I could agree with the comments on the Olive. Know a little short country preacher you'd get to agree with you as well. From what I understand, he won't even let anyone use this one. Mom said he pulled it out of his coat pocket one day at church when someone needed a pen, realized what he was doing, pulled it back, put it away, and told them he'd go get them a pen to use. 





Of course I'm a little partial to Honduran Rosewood Burl, simply because it is soooo classy.





Although Eucalyptus Burl has it moments of saintliness too...





And, even the lowly half rotted Red Oak in the backyard has it's moments...
















I guess it'd be safest to say, whatever is turning in the lathe at the time, because I haven't even touched Camphor which is so sweet to work, and smells out of this world when turning. Or, Jamaican Dogwood which sits there so subtle until you apply finish then jumps out and slaps you with elegance. Or, Buttonwood, or some highly figured Black Walnut, or Big Leaf Maple, or Spalted Apple, or...

Reactions: EyeCandy! 3 | Great Post 1 | Way Cool 1


----------



## ripjack13

I moved this here....

I'll have to post up some of favorite wood later.


----------



## Don Ratcliff

I forgot to tell you @Toby Trachtman the mods will just move stuff around as they see fit. You think you know where you posted something, "oh look, it's over there now"

Be very careful with the admins too, I think they can order a hit on people...

Reactions: Agree 1 | Funny 3


----------



## ripjack13




----------



## Don Ratcliff

ripjack13 said:


>


----------



## Schroedc

Don Ratcliff said:


> I forgot to tell you @Toby Trachtman the mods will just move stuff around as they see fit. You think you know where you posted something, "oh look, it's over there now"
> 
> Be very careful with the admins too, I think they can order a hit on people...




You're safe unless you've lived in Hawaii at some point...

Reactions: Agree 2


----------



## Tom Smart

I will second @rocky1 and Honduran Rosewood Burl. Think I bragged on this piece someplace here earlier. Had intentions for it, but I got it from Mr. Jaynes so it stays the way it is, on display in the living room. 

"A" Side


 

"B" Side

Reactions: Like 1 | Way Cool 4


----------



## Schroedc

Tom Smart said:


> I will second @rocky1 and Honduran Rosewood Burl. Think I bragged on this piece someplace here earlier. Had intentions for it, but I got it from Mr. Jaynes so it stays the way it is, on display in the living room.
> 
> "A" Side
> View attachment 123260
> 
> "B" Side
> View attachment 123261



I've got a slab from the same batch but I finally decided I had to do something with it. It's in the process of being turned into 3 Pot calls and some pens.


----------



## Tom Smart

Schroedc said:


> I've got a slab from the same batch but I finally decided I had to do something with it. It's in the process of being turned into 3 Pot calls and some pens.

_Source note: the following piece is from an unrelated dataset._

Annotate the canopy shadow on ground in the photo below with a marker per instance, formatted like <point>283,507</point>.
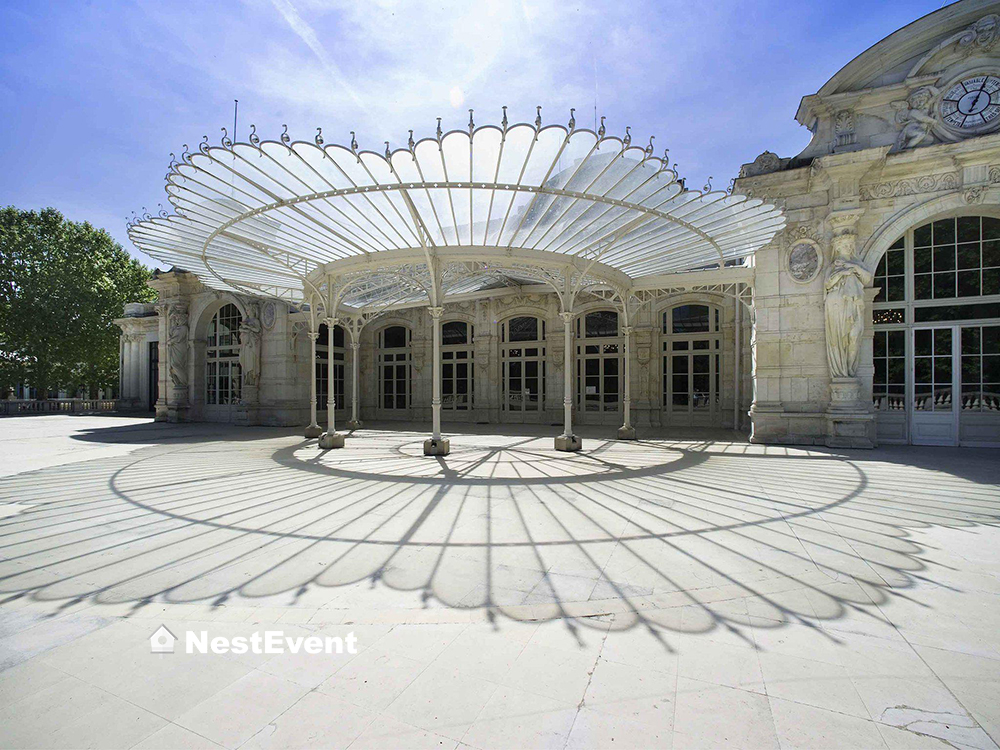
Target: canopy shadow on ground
<point>665,535</point>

My intent was pen blanks as well. So a few fancy pens won't get made, the world won't miss them. At 17" x 11" this piece is big enough to make a statement by itself.


----------



## Schroedc

Tom Smart said:


> My intent was pen blanks as well. So a few fancy pens won't get made, the world won't miss them. At 17" x 11" this piece is big enough to make a statement by itself.



True, and I wouldn't have sliced it up just for pens but I wanted a call for myself and figured as long as I didn't just turn it into a clock he wouldn't have minded. Here is one of them almost finished-

Reactions: Like 1 | EyeCandy! 1


----------



## Tom Smart

Schroedc said:


> True, and I wouldn't have sliced it up just for pens but I wanted a call for myself and figured as long as I didn't just turn it into a clock he wouldn't have minded. Here is one of them almost finished-
> 
> View attachment 123262



That's really stunning, Colin. I'm sure Kevin is smiling someplace.

Reactions: Agree 2


----------



## Schroedc

Tom Smart said:


> That's really stunning, Colin. I'm sure Kevin is smiling someplace.



And that's the least figured of the 3


----------



## Tom Smart

Schroedc said:


> And that's the least figured of the 3



Now he is laughing. I wonder if he got those pieces from Cliff.


----------



## gman2431

Too many to pick just one. I like working with burls but anything with interesting looking potential to it I will turn. I mostly "collect" the high end or rare stuff and turn the cheaper stuff tho. 

Since your new heres some projects made from wood sold here by some of the great people selling wood on here.

Reactions: EyeCandy! 1 | Way Cool 2


----------



## Mike Hill

Ok, I need a cane - all this purdy - real purdy wood gots my knees weak!

Reactions: Funny 1


----------